Didymus sighed. “Our young master, actually,” he said. “Before we began our reading session this morning.”

Of course. Cleopatra knew only too well about the swirling whispers, and she'd surely told Caesarion as part of her recent efforts to involve the young pharaoh more heavily in the affairs of state. Caesarion had been co-regent only in name for so long that it was hard for Vorenus to remember how that relationship, too, was changing. “I'll need to suggest he be less loose with his tongue to nonmilitary personnel,” Vorenus said. He started walking toward the columned hall of the palace, away from the bustle of the yard. “No offense implied.”

“And none taken,” Didymus said with a slight chuckle as he walked alongside. “I've no business in such affairs. Though I do have an interest, as you might imagine.”

“As do we all,” Vorenus agreed. “The rumors are worrisome.”

“And?”

Vorenus took his time thinking about how to answer. If the coming news was as he feared, it would be known all over Alexandria soon enough, despite any attempts to keep the information controlled. “There's no doubt Octavian's forces are moving,” he said when they reached the white stone steps of the palace and started to climb them. “They've been making small, fact-finding strikes at Antony's territories in the north. If the war hasn't already begun, it will soon.”

They stopped walking when they reached one of the broad, swept walkways that ringed the palace hall. Servants, guards, and even a few early members of the council were starting to make their way inside, passing between the sharp shadows of the tall pillars and the brightly painted statues of god-men that framed its facade. “Do you think we can win?” Didymus asked quietly.

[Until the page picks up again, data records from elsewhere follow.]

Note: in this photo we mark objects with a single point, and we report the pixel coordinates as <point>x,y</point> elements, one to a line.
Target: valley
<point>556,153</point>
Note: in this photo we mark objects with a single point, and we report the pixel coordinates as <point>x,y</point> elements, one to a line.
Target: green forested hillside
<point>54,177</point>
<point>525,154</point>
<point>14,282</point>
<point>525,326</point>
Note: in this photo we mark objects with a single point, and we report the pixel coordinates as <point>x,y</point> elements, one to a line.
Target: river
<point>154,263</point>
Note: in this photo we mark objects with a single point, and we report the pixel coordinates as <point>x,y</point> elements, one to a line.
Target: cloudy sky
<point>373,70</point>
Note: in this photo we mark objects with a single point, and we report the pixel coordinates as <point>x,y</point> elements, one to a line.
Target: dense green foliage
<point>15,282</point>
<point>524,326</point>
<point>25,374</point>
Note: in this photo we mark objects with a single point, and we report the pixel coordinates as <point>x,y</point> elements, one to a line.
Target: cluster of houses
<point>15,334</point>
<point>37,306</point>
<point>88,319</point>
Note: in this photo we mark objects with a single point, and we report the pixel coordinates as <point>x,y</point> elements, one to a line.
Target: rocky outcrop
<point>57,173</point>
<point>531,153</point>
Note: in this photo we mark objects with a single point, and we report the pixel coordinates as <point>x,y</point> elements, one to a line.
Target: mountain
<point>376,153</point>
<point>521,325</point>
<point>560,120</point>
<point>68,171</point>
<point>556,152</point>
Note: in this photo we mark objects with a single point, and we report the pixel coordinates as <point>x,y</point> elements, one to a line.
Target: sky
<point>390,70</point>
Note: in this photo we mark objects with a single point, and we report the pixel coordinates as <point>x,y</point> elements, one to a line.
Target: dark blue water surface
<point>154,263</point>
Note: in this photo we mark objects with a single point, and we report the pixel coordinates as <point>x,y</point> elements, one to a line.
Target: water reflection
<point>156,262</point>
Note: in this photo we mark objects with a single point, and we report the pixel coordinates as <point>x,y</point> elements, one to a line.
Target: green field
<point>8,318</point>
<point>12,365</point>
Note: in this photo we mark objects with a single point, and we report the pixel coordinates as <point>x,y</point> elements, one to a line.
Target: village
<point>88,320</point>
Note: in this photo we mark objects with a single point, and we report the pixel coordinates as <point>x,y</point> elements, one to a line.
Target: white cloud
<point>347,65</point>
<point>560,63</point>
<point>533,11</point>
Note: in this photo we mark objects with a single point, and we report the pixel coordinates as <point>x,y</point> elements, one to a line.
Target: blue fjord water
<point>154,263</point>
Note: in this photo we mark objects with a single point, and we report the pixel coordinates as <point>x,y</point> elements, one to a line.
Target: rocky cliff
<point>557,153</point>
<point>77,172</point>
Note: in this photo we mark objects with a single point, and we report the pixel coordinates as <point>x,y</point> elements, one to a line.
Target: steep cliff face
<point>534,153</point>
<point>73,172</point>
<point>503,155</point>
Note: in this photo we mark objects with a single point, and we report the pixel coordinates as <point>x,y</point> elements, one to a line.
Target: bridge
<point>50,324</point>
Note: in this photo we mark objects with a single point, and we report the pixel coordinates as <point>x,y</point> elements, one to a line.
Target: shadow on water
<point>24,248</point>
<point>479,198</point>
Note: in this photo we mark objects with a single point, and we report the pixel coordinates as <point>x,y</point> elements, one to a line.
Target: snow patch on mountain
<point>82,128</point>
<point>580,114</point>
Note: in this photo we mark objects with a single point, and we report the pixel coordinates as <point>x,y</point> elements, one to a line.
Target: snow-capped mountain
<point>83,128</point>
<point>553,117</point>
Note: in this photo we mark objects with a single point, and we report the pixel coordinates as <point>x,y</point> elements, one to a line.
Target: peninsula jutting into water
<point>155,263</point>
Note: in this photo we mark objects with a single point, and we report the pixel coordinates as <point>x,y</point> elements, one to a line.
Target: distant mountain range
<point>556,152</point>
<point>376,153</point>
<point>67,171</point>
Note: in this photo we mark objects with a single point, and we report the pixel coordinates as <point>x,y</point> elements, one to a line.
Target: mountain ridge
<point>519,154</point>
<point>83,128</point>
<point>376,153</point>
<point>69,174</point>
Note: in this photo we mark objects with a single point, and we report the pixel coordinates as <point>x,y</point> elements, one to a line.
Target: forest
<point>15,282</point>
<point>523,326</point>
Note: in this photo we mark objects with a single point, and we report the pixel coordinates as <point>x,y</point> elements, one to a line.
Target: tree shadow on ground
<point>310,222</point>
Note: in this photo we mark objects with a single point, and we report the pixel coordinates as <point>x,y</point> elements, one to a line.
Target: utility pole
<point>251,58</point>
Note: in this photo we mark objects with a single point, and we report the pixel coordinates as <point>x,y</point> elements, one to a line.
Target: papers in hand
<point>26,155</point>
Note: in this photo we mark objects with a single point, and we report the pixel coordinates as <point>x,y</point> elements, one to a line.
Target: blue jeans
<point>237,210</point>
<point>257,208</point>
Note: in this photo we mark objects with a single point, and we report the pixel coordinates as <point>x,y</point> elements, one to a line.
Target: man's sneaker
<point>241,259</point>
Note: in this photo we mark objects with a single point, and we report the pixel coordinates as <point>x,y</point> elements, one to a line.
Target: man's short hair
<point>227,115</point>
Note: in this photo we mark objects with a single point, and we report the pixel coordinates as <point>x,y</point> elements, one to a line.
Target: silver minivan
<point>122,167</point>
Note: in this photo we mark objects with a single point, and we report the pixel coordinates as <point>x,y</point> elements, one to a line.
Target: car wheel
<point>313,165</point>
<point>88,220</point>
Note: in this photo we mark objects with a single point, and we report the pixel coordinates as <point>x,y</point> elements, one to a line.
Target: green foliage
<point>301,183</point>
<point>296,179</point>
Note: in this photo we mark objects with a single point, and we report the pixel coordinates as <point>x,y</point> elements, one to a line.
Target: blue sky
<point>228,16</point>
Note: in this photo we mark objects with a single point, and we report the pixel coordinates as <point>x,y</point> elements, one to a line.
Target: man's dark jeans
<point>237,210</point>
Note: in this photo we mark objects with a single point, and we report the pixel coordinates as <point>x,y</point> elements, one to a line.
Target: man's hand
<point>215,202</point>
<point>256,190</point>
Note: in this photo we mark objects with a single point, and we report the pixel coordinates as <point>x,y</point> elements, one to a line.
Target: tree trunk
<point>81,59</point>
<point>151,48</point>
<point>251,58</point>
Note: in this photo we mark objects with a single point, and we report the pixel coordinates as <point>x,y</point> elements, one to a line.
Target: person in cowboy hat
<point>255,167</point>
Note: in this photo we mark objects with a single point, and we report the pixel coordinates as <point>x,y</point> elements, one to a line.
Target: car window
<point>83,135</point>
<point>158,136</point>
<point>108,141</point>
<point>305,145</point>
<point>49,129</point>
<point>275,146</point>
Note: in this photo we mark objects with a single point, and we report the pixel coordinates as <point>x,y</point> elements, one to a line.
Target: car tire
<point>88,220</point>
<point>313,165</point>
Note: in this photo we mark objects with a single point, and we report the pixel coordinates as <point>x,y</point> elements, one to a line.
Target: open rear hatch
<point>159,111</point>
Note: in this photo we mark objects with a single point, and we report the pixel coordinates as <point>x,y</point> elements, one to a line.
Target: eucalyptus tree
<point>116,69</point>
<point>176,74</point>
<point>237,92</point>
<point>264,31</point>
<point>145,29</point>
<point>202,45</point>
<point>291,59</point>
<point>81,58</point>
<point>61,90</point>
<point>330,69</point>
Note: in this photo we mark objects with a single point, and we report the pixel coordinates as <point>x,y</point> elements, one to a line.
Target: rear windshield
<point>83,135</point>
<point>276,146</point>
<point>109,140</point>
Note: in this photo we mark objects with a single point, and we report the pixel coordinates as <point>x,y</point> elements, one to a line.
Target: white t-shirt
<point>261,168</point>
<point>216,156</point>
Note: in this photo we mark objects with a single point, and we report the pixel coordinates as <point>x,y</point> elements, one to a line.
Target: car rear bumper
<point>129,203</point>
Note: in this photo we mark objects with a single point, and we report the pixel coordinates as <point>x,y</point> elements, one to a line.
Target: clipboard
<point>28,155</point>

“Antony has almost half of Rome behind him,” Vorenus said. “Including both consuls. Much of the east remains loyal to him, including your old homeland.”

“We Greeks fear imposition. For all his unpredictability, Antony is a man who respects traditions and makes them his own, as he has here in Egypt. Octavian is a man who would make the world Rome, so to speak.”

“He is that,” Vorenus agreed. “Ruthless, ambitious, arrogant—but brilliant. We'd underestimate him at our peril.”

“You think Octavian will win.”

“I don't know,” Vorenus said. It was the truth, even if it hurt to say it. “Between Antony and Octavian I can't imagine what any Roman should think.”

“Difficult times,” the Greek said.

Through the open doors to the palace hall Vorenus could see Pullo, now dressed in his proper uniform, apparently trying to explain something to one of the Egyptian priests. The hulking Roman's face was tight, his shoulders bunched up, and his gestures clipped, yet the priest was prattling on in complaint, clearly oblivious to the fact that he was arguing with a man who was surely fighting the impulse to end the exchange by picking him up and breaking him in two. Vorenus would need to relieve him soon. “You said you'd been hoping to run into me. Surely not to talk of war?”

“No, not at all,” the scholar admitted. “Just something came up in my reading with Caesarion today. Thought you might like to know about it. In case he asked.”

Vorenus thought about ending the conversation, but a glance back at the doorway revealed that Pullo was finishing up with the priest, who was still in one piece. “Something interesting?”

“We're reading one of his father's works, actually,” Didymus said.

“Oh?” Vorenus imagined that he knew as much of such things as Pullo did of politics.

“Caesar's commentary on the Gallic Wars. You're in it.”

“Well, I was in the Eleventh Legion then. We were strong in Gaul.” Vorenus' voice swelled a little with pride. “I'd be surprised if we weren't mentioned.”

A loud trio of court advisors, dressed in gilded opulence, passed by them. Vorenus bowed, but they gave him no notice. Didymus just smiled. “I don't mean the legion, my Roman friend. I mean you.”